The founder members that are mentioned in the records among other are:
Nana Sita and Family
Nathalal G. Kala, Jivan Gordhan, Pranlal M. Joshi
Ramam Naran, Rama Jeram, Danjee Chiba
Ranchhod Bhoola, Bhima Vala, Valjee Madhavjee
Chiba Kara, Chhagan Bhana, Givnd Bhana
Pema Lala, Bhoola Naran, Ramlal Mooloo
Nana Sita, Pema Panchia, Narsai Pema
Gosai H. Misrty, Chaganbhai S. Jivan ,Jamnadas Ranchhod
Parbhoobhai Nana, Morarbhai S. Mistry, Jamnada R. Govind
Jivan Patel, Narsaibhai M. Patel, Parbhobhai Manga
INITIAL ACTIVITIES AND NOTES
The venue and headquarters of the Samaj remained the corner of Tenth and Mogul Streets – a property purchased by the Community. This building was also used as the Vernacular School. The Seva Samaj also owned the vacant plot on Ninth Street. The properties served as a source of income for the Community. These also served initially as residence for teachers from India.
Besides the normal discussions regarding progress and problems, farewell receptions for members visiting the Mother Country, arrival of celebrities from India, general correspondence and end-shanti-paath, formed the contents of the Samaj meetings. It is noteworthy that by 1945 the Samaj opened its meetings with Gayatri Mantra and terminated with Gita Vanchan and shanti-paath: a forward step in the blessed beginning. The meeting even resolved to terminate by 10:30 p.m.
Noteworthy are the following from the Samaj minutes:
Regular consultations with various Hindu bodies related to Diwali and New Year Festivals: also with the Bharat Samaj of Lourenzo Marques (Maputo).
Contributions for 1942 quit India struggle.
For Bengal Relief fund in 1943.
Relief to victims of a tornado in Mauritius in 1945.
Visit of Dr Mirzah (1944), a Parsee at the Orient Hall who lectured on East-West culture sponsored by both the Samaj and the Muslim Council.

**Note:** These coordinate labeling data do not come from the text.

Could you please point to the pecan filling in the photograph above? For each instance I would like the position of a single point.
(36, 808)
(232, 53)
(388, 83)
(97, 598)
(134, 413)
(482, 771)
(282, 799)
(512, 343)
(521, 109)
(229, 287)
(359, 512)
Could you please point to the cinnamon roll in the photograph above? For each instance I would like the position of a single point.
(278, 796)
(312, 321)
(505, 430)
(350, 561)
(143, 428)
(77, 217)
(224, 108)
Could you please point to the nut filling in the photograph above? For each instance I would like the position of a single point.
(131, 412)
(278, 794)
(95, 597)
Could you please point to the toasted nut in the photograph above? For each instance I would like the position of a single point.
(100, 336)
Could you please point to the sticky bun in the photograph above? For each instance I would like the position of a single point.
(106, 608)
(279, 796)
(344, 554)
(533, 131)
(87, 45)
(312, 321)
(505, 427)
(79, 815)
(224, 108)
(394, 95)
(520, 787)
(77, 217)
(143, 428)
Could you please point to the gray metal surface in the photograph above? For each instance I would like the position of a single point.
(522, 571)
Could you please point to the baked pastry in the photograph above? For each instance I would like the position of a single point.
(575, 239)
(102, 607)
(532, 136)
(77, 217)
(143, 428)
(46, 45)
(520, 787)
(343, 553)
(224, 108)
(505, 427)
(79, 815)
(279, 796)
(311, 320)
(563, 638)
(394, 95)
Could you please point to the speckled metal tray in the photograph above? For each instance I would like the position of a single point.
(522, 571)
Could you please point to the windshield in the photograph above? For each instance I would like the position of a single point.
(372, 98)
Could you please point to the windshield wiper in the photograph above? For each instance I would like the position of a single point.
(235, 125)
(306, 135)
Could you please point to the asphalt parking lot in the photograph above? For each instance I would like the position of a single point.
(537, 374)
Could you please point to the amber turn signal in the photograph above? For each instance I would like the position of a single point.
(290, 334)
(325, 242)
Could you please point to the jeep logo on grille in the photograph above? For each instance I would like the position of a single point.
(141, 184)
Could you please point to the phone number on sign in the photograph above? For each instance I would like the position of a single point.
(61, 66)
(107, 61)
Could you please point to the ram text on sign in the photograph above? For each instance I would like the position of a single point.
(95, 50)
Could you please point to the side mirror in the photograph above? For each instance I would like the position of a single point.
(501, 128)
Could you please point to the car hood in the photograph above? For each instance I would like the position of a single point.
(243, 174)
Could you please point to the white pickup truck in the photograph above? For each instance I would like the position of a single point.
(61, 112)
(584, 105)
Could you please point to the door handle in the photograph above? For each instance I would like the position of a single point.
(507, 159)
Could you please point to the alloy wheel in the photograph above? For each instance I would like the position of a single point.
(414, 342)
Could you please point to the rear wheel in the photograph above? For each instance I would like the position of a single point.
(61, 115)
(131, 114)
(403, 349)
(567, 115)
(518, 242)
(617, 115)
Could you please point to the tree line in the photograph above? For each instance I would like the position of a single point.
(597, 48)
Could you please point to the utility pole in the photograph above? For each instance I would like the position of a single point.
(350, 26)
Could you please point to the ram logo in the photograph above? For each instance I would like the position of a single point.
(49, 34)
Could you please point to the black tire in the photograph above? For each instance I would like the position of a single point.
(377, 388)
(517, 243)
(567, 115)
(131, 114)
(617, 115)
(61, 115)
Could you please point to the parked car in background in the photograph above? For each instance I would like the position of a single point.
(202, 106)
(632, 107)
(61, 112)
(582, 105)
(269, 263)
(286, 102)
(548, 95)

Pundit Ravishankar Vidyalankaar (1945) – from Lourenco Marques.
Pundit Rishiram (1945) for religious lectures.
Kumar Palana (1946) for gymnastic demonstrations: balancing act on highest building in Pretoria.
Swami Gajananda (1947) for religious discourse and stories.
Pundi Kunjroo (1947), (1950) for political and cultural lectors.
More recently the following personalities visited Pretoria for religious, political and cultural discourses:
Shakuntala-devi (1968-69) – mathematics genius; Krishnanand Saraswati (1974) from Mauritius; Swami Narayan sect (1974), (1977); Pundit Shiv Ram Maharaj (1975); Abram Bhagat (1975); Acharya Vaidyanath Shastri & Acharya Krishnaji (1975); Narhari Bhagat (1975); Yogiraj Jayantkumar Yagnik (1976) (1977); Pradyumna Shatri (1976); Swami Chiananda: ceremony for foundation of Hall; Ram Bhagat (1978); Mahant Ram Swarup Dasji (1978); Swami Premanand – attached to Avoca, Natal. Ooma Bharti (1979); Swami Deekshanandji (1979) who conducted Sanskrit classes for over two months.
A site in Jerusalem Street was acquired for a Temple, School and Hall, even a proper plan was drawn up and a committee was elected to raise funds. However, a large site was promised, and only by 1946 a site of Ten stands was expected near the old football ground area, but “the request of stands to build a school, temple, hostel and gymnasium could not be granted because the City Council was considering laying out a residential area for the benefit of the Indian Community” (Pretoria News 11/2/46). Finally, the ten promised stands in Asiatic Bazaar football-ground were given to the Community on a twenty year lease, but the Community had to wait until 1964.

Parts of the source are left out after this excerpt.